Alla Sic il razzismo nei confronti degli albini in Africa commuove

Noaz Deshe alla sua opera prima "White Shadow" realizza un'opera di denuncia dal forte impianto autoriale.
Intervista a Noaz Deshe a cura di Giovanna Barreca

Chi nasce con la pelle bianca da genitori neri, in Africa, è condannato due volte. Una dal sole che ferisce la pelle e non permette a tali persone una vita all’aria aperta.
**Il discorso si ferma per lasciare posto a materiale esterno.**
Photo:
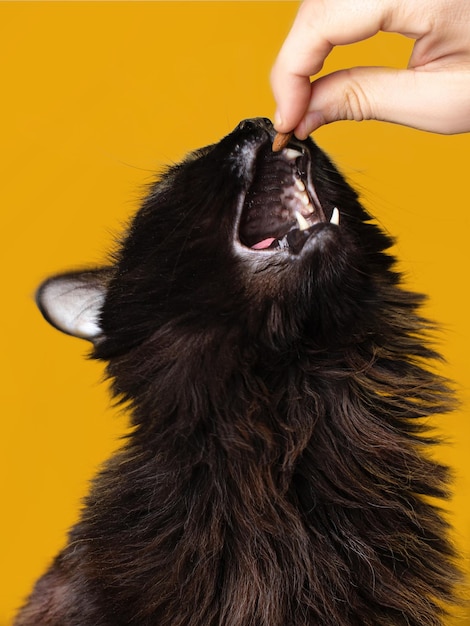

La seconda condanna arriva dagli uomini che, per antiche credenze religiose, li credono dei portatori di sfortune e, cosa peggiore medici e stregoni offrono ingenti somme di denaro per comprare parti del loro corpo (sono disposti anche a pagare fino a 5000 dollari per un loro arto,in un paese – la Tanzania – dove il reddito medio annuo è di 442 dollari). In diversi documentari girati da registi soprattutto europei il dramma era stato denunciato in tutta la sua tragicità, anche perchè dal 2008 al 2010 gli omicidi si sono moltiplicati esponenzialmente. Per la prima volta l’artista e filmaker tedesco Noaz Deshe – alla sua prima regia -, dopo aver vissuto per un lungo perido in Tanzania, ha girato White Shadow che è un film di finzione con un rispetto e uno stile autoriale netto fatto di inquadrature che sono colte nel vero delle baracche tanzanesi, con molta attenzione alla bellezza delle ambientazioni tra terre desolate, erose dal vento e dalla sabbia. Anche da tale paesaggio, metaforicamente, viene trasmessa allo spettatore tutta l’inquietudine vissuta dal giovane Alias. Nella lunga intervista con l’autore, abbiamo potuto ascoltare dalla voce di Deshe come ha lavorato sul territorio e la passione che la piccola troupe ha messo nel progetto. Uno dei migliori film proposti quest’anno dalla Settimana della critica.